Standardizing workflows in imaging transcriptomics with the abagen toolbox

  1. Ross D Markello  Is a corresponding author
  2. Aurina Arnatkeviciute
  3. Jean-Baptiste Poline
  4. Ben D Fulcher
  5. Alex Fornito
  6. Bratislav Misic  Is a corresponding author
  1. McConnell Brain Imaging Centre, Montreal Neurological Institute, McGill University, Canada
  2. School of Psychological Sciences & Monash Biomedical Imaging, Monash University, Australia
  3. School of Physics, University of Sydney, Australia
5 figures, 1 table and 2 additional files


Processing choices influence transcriptomic analyses.

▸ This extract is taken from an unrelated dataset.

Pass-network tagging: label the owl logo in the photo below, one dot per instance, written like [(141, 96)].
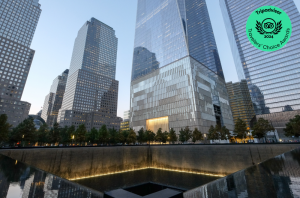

(a) Examples of the three analyses used to assess differences in gene expression matrices generated by transcriptomic pipelines. First row: a depiction of the region-by-gene expression matrix generated from one of the 746,496 tested processing pipelines. Second row, left: we compute the correlation between rows of each matrix to generate a symmetric region × region CGE matrix. We then compute the correlation between the upper triangle of this CGE matrix and the upper triangle of a regional distance matrix to examine the degree to which CGE decays with increasing distance between regions (Arnatkeviciute et al., 2019). Second row, middle: we compute the Euclidean distance between columns of each matrix to generate a gene × gene GCE matrix. We use previously defined functional gene communities (Oldham et al., 2008) to compute a silhouette score for this GCE matrix to investigate whether genes within a module have more similar patterns of spatial expression than genes between modules. Second row, right: the first principal component is extracted from the RGE matrix. We compute the correlation between this principal component and the whole-brain T1w/T2w ratio (Burt et al., 2018) to understand how closely these maps covary across the brain. (b) The full statistical distributions from each of the three analyses for all 746,496 pipelines. Left panel: Spearman correlation values, ρ, from the CGE analyses. Middle panel: silhouette scores from the GCE analyses. Right panel: Spearman correlation coefficients, ρ, from the RGE analyses. CGE: correlated gene expression; GCE: gene co-expression; RGE: regional gene expression.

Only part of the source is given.